In the 1950s when Martin Luther King, Jr. borrowed the term “beloved community” and made it widely known, he was referring to an attainable end state that could be reached if a prepared critical mass of people set out to achieve it. In the King tradition of change-making, we aim to support people’s paths to spiritual grounding, then teach them the methods and theories of nonviolent action – so that they might then return to the world nourished as spiritual beings, and ready to be agents of change. This is neither new for Pendle Hill, nor a stretch for Quakers, because embedded in the philosophy of nonviolence are guides to living that Quakers and many others hold dear: Simplicity, Peace, Integrity, Community, Equality, and Stewardship. What is new is our Yes to technology’s invitation to be an active part of the myriad conversations with people around the world who are practicing, and sharing their stories.

Hannah Upp Washing Greens

We invite and nurture the ministry of those who are called by their faith and by goodwill to lead lives that are transformed and transformative. We continue to respect the variety of spiritual paths and provide opportunities for interaction across difference. Concurrently, we hold fast to our Quaker identity and our role in nourishing the Religious Society of Friends. Quakerism is essential to our core curriculum and we use Quaker practices daily to strengthen our work together.

We seek to give witness to and explore what simplicity looks like in 2012 – slow food, permaculture practices, a low carbon footprint, creating what we need here, and exploring what is meant by “need.” We continue to enjoy products that are locally sourced and show others how to prepare foods that are seasonally available, to preserve fresh produce, to grow and enjoy native landscapes, and to create and repair things by hand again - an empowering proficiency that some people call being “re-skilled.” These are all competencies that program participants can, and like to, bring back to their communities and share.

Our 23 acres continue to lift up incredible beauty for us because we have a long history of honoring our landscape. Now, with Re:Vision architecture leading our master planning process, we are carefully holding our aesthetic dear while doing needed renovations in ways that allow our building facilities to serve as teaching tools for sustainable living.

The people who work here are excellent at their jobs. They labor carefully and each person brings specialized knowledge. They work with commitment to create the opportunities I described above for those who come here. At work we endeavor to treat each other with dignity and respect, recognize and celebrate difference, and work with conflict openly when it arises. We don’t claim that this is easy; we claim that it is essential to our identity and so worth doing.

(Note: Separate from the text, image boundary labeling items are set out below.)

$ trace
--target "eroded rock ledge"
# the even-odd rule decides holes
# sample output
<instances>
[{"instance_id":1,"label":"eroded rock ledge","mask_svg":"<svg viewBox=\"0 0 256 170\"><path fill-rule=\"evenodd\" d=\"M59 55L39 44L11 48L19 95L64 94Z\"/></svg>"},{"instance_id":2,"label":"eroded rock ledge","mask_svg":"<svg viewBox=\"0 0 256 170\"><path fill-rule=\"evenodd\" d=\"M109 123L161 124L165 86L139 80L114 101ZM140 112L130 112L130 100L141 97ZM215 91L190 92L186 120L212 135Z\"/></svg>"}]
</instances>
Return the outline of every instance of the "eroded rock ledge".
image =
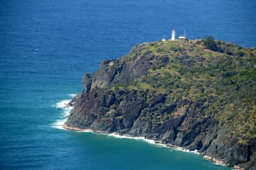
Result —
<instances>
[{"instance_id":1,"label":"eroded rock ledge","mask_svg":"<svg viewBox=\"0 0 256 170\"><path fill-rule=\"evenodd\" d=\"M217 43L221 52L194 41L146 43L102 61L85 74L64 127L144 136L256 169L255 50Z\"/></svg>"}]
</instances>

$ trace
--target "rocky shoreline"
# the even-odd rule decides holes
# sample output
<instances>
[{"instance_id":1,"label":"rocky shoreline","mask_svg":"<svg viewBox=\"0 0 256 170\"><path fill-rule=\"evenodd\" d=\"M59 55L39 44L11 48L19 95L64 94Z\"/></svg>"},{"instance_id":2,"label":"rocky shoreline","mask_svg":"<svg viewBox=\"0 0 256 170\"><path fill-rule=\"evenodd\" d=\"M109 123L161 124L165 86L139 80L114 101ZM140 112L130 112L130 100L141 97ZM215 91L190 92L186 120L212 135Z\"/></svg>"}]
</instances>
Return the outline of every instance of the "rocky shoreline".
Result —
<instances>
[{"instance_id":1,"label":"rocky shoreline","mask_svg":"<svg viewBox=\"0 0 256 170\"><path fill-rule=\"evenodd\" d=\"M71 130L71 131L84 131L84 132L93 132L94 134L106 134L106 135L110 135L110 134L106 132L102 132L102 131L94 131L92 129L81 129L81 128L77 128L77 127L68 127L68 126L67 126L67 125L65 125L65 123L63 125L63 128L67 130ZM126 136L125 134L123 135L120 135L119 134L115 134L116 135L118 135L120 136L125 136L125 137L127 137L129 138L135 138L137 136ZM147 139L144 139L144 140L147 140ZM171 144L164 144L163 143L162 143L160 141L155 141L154 140L151 140L151 139L147 139L147 140L150 140L151 141L153 141L154 144L161 144L163 146L165 147L171 147L171 148L180 148L180 150L184 151L184 152L193 152L195 154L200 154L201 155L202 155L203 156L204 158L207 159L207 160L209 160L212 161L213 161L213 163L214 163L215 164L217 164L217 165L222 165L222 166L229 166L228 164L225 164L224 162L217 160L213 157L212 157L210 156L207 156L207 155L205 155L204 154L202 154L201 153L198 152L197 151L188 151L187 150L183 148L182 147L180 147L179 146L175 146L175 145L172 145ZM152 143L152 142L150 142L151 143ZM233 167L233 168L234 169L240 169L240 170L244 170L243 168L241 168L238 166L234 166Z\"/></svg>"},{"instance_id":2,"label":"rocky shoreline","mask_svg":"<svg viewBox=\"0 0 256 170\"><path fill-rule=\"evenodd\" d=\"M212 51L200 43L144 43L102 61L84 74L63 127L143 136L256 169L256 50L218 42L219 51Z\"/></svg>"}]
</instances>

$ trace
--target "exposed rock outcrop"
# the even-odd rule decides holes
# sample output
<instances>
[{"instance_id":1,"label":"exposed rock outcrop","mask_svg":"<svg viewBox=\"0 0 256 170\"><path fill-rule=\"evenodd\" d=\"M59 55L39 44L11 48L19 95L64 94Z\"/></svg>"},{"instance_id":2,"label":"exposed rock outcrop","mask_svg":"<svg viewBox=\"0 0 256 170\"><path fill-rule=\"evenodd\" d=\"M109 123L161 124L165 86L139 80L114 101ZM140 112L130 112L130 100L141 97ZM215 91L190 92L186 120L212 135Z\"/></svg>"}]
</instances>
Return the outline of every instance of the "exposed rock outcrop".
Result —
<instances>
[{"instance_id":1,"label":"exposed rock outcrop","mask_svg":"<svg viewBox=\"0 0 256 170\"><path fill-rule=\"evenodd\" d=\"M102 61L92 77L85 74L82 93L74 99L65 126L144 136L198 150L230 166L255 169L255 77L224 80L237 70L222 67L238 61L240 69L255 72L255 56L211 52L193 42L137 45L118 60ZM237 94L232 94L236 88ZM236 96L240 94L249 100ZM233 103L247 110L237 114L230 106ZM240 118L245 119L242 125ZM250 132L243 135L243 128Z\"/></svg>"}]
</instances>

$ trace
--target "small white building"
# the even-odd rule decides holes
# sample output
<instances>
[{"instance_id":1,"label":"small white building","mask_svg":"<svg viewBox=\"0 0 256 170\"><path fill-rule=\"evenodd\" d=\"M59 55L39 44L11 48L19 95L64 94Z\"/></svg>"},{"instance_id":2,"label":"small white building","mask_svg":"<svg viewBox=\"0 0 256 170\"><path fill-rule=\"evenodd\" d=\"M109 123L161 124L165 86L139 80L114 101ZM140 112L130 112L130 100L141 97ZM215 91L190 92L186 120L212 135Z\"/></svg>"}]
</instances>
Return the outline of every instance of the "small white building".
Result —
<instances>
[{"instance_id":1,"label":"small white building","mask_svg":"<svg viewBox=\"0 0 256 170\"><path fill-rule=\"evenodd\" d=\"M175 36L176 36L176 30L175 29L173 29L172 30L172 40L175 40Z\"/></svg>"},{"instance_id":2,"label":"small white building","mask_svg":"<svg viewBox=\"0 0 256 170\"><path fill-rule=\"evenodd\" d=\"M164 37L163 38L163 39L162 39L162 42L165 42L165 41L166 41L166 38L164 37Z\"/></svg>"}]
</instances>

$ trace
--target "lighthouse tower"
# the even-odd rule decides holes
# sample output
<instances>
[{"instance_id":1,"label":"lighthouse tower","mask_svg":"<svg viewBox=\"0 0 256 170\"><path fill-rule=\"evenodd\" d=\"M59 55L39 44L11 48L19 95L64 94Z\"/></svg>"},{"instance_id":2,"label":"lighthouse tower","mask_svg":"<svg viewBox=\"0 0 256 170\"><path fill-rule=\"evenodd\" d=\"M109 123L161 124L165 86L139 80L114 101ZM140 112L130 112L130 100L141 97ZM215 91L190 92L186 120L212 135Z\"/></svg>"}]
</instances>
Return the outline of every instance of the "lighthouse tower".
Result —
<instances>
[{"instance_id":1,"label":"lighthouse tower","mask_svg":"<svg viewBox=\"0 0 256 170\"><path fill-rule=\"evenodd\" d=\"M176 35L176 30L175 29L172 30L172 40L175 40L175 35Z\"/></svg>"}]
</instances>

In my vision of Pendle Hill, all members of the staff work diligently and in healthy balance with other aspects of our lives, experiencing meaningful and rewarding careers. We aspire to be a pattern of beloved community and operate at all times with the assumption that we are creating someone’s first impression of us. That said, it is not our goal to reach perfection but to make human and real efforts toward right relationship. In so doing, we sometimes make mistakes, which we address promptly and use as an opportunity for growth. We do this because we know the value of what we provide here: a place for everyone who comes to be inspired, enriched, and prepared – heart, mind, and spirit – for the transformational work that we are led to do.

SLeBreton Workshop

In the beginning of my time at Pendle Hill, I asked: Who am I to vision? Now I ask myself, Who am I in that vision? What mark of ourselves will we all leave on Pendle Hill, and it on us, in these coming years? Over the next few months our staff and Board will be busy with efforts to prepare us to operate at our highest potential – master planning work, mission and vision statement updating, inviting even more first time visitors to hold their retreats and conferences here, recruiting strong candidates for our resident program, and offering new programming for young adult Quakers. I’m excited to be a part of the journey with you. Please join me as we live into a chapter in Pendle Hill’s story that is rich with challenge and opportunity.